Abstract

The determinants and consequences of firm-risk are widely studied in regard to the US and other developed markets. However, little attention is paid to these issues in emerging markets or in cross-country contexts. The empirical literature is also mostly silent about the progenitors of firms’ search behaviour in an organisational risk context. To fill these research gaps, we investigate the progenitors of a firm’s search behaviour (i.e. risk-taking) in a bi-country context of Australia vs. India with 395 firms across 2003-2017. We use four distinctive risk measures - return on asset SD, capital expenditure ratio, accounting beta and R&D intensity, as dependent variables representing the overall search behaviour of firms and thirteen variables under four independent constructs. We use factor analysis to eliminate redundant variables and then multiple regressions to fulfil our research objectives. Results show that fundamental valuation, psychological, corporate governance and performance drivers all influence firms’ overall search behaviour. Specifically, firm size, market size, growth opportunities, board busyness, expectation, and operating and cash performance are the most critical sub-progenitors driving firm’s risk-taking.
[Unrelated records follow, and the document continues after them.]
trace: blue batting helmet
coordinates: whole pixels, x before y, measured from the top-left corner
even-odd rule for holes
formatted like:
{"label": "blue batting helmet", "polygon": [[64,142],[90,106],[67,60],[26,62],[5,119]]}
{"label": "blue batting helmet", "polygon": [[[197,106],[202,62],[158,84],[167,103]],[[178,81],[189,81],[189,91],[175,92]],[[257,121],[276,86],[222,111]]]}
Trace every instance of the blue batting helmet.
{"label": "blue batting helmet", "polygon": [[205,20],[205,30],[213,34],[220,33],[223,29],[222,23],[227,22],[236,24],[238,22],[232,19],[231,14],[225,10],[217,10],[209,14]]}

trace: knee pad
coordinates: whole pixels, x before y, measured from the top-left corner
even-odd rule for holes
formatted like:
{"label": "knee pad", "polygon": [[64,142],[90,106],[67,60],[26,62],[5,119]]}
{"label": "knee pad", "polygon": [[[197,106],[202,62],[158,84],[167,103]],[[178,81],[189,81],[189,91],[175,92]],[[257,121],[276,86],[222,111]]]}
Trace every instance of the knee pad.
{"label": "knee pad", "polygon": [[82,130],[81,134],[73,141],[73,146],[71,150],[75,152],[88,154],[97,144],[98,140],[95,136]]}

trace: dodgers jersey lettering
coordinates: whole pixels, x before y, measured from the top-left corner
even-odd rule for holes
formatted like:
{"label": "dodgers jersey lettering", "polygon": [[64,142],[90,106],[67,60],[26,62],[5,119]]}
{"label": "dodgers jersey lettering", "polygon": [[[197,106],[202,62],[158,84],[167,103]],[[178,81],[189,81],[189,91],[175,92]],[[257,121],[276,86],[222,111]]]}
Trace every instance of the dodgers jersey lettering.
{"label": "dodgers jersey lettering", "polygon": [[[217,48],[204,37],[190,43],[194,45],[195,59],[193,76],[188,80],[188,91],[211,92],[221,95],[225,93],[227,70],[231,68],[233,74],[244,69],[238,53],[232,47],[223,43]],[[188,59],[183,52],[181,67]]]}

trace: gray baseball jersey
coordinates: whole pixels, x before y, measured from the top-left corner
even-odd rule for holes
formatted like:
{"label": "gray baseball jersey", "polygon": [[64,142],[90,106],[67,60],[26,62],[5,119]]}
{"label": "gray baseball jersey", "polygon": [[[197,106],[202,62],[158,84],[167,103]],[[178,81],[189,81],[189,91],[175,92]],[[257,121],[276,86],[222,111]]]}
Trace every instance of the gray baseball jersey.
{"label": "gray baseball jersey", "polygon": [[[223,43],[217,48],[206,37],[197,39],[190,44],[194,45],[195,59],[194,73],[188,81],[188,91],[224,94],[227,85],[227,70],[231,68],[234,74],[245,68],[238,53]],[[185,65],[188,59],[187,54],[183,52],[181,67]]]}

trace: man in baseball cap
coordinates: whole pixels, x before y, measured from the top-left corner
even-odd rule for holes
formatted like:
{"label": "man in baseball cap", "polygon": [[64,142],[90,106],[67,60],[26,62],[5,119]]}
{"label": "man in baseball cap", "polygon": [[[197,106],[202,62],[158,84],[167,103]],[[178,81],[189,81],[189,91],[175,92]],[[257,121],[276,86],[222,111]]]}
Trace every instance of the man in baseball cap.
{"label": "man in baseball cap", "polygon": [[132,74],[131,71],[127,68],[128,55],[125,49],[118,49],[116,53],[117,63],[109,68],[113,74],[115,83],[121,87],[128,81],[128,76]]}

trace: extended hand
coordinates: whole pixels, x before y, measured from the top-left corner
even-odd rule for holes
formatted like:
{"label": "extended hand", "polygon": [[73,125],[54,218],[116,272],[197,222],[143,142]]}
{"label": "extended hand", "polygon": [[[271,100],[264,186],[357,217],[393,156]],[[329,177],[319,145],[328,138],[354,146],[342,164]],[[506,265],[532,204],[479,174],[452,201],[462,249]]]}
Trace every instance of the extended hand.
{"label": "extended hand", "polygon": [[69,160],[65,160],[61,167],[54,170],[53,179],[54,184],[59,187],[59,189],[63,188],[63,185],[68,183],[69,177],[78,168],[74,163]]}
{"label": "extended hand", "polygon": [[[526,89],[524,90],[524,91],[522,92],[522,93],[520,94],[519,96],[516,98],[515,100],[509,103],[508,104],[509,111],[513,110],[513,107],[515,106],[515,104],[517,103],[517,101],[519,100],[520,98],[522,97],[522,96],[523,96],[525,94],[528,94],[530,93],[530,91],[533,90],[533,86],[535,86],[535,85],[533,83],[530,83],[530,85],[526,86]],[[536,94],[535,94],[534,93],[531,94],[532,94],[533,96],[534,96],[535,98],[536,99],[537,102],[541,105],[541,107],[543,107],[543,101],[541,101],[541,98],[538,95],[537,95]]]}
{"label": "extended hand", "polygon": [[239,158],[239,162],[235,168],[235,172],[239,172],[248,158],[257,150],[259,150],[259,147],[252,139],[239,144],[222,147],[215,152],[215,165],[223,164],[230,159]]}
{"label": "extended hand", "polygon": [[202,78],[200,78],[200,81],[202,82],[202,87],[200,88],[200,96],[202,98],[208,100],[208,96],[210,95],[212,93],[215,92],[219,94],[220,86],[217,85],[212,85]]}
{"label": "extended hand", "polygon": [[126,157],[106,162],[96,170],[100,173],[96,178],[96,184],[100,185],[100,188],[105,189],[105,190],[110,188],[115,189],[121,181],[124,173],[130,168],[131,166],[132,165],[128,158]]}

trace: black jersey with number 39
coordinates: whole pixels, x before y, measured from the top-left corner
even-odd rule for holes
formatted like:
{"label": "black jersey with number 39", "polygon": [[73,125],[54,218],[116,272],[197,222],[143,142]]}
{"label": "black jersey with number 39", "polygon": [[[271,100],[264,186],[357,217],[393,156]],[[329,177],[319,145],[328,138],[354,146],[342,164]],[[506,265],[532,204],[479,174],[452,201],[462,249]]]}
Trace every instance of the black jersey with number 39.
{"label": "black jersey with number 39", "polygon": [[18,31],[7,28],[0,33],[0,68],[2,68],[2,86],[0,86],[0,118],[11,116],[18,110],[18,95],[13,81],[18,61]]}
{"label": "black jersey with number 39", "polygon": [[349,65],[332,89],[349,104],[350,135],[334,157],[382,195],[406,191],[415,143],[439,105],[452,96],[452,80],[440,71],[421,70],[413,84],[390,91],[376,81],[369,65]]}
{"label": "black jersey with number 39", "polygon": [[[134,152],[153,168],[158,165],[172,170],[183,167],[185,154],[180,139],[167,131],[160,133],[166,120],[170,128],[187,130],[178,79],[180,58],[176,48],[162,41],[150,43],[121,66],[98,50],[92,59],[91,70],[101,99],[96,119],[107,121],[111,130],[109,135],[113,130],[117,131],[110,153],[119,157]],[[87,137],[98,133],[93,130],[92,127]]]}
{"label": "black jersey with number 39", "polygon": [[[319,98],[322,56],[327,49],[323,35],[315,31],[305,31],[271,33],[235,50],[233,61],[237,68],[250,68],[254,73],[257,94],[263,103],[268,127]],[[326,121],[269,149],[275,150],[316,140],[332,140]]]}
Our results are consistent across time, country-heterogeneity and industry contexts. Our study results would be of immense help to firm-managers, investors, policy-makers, and other stakeholders to assess a firm in the risk-return context from both emerging and developed country perspectives. Thereby, these would help these stakeholders in strategic policy decisions and portfolio rebalancing decisions objectively and in a timely manner.